MATT BURGESS: It's actually great that we're not as restricted on time, because there's a couple of questions I want to ask you. The first one is, so I'm not surprised that you said that stagnation or jobless growth is a concern, because that's certainly, I suspected it was, is why I asked you the question. However, it was interesting to hear you mention automation. And the reason I find that interesting is because for example, I'm sure you know of the study by paper by David Otto and co-authors, that looked at, sorry if I'm mispronouncing his name, that found that when automation affects things like manufacturing, that are historically male sectors, what you actually don't tend to see as far as I remember, reversions of closing of gender gaps that had previously favored men.

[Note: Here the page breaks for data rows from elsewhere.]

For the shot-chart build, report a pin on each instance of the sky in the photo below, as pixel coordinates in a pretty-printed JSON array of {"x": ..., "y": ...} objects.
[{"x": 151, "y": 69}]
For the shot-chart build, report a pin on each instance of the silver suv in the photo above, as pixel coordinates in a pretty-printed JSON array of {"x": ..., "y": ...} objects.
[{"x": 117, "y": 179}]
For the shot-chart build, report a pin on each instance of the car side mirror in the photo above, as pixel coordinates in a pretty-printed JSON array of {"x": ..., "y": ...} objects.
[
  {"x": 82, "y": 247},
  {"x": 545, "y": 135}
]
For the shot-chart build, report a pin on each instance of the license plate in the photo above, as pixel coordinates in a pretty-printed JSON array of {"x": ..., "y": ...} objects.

What you see is almost a dystopian version of the opposite. What you see is marriage rates go down because women don't find the newly unemployed men marriageable and men are not displacing by and large women in HEALTH professions in these areas that are often have high unemployment rates, skyrocketing use of drugs and denser despair, skyrocketing single motherhood, which disproportionately affects the development of young boys. So where does that fit into your automation story?

ALICE EVANS: Absolutely. I think that's a fantastic paper by David Otto. I think it's great. I think it's a major problem. So if you have the China shock or if you have automation, then men become less marriageable. And also a really interesting paper that suggests that a large part of male labor supplies are also affected by whether they're already married. So men who are unmarried are even less likely to seize and pursue jobs because they don't have a responsibility, they don't have families to provide for. So there could be some interactions there. Yes, but I think it definitely could be a growing story in the USA, that if labor demand falls as a result and then you have more jobless men and perhaps even more single mothers among the working class and especially the black Americans.

MATT BURGESS: This leads me to, I am going to bring Richard Reeves back in. You wrote a really thoughtful Twitter thread about Richard Reeve's new book Of Boys and Men, which the title of the book is Of Boys and Men: Why the Modern Male Is Struggling, Why It Matters, and What to Do about It. And some of the ways in which Reeves outlines that men are struggling in western countries include falling well behind girls in school, especially boys from disadvantaged backgrounds. He cites that there's now a larger disparity in college attendance favoring women than there was favoring men when Title IX was passed, which is the education equity law. Men have always been disproportionate victims of suicide, workplace deaths, disproportionate victims of the opioid crisis, de-industrialization, et cetera. And he talks about the HEAL professions, which stands for health, education, administration, and literacy.

Even though it's true that some nursing have a shrinking disparity, many of them have growing disparities favoring women and disparities that are often larger than the disparities favoring men in STEM professions. And so he talks about, I forget if he uses this metaphor or not, but he basically talks about how we should be able to walk and chew gum. That dealing with these facts and these issues head on doesn't need to be at odds with or distract us from continuing to deal with the disparities and disadvantages that affect women. Do you agree with that? Do you think these issues that he describes in this book receive enough attention? And do you think that these facts in any way complicate the notion of the west being a patriarchy?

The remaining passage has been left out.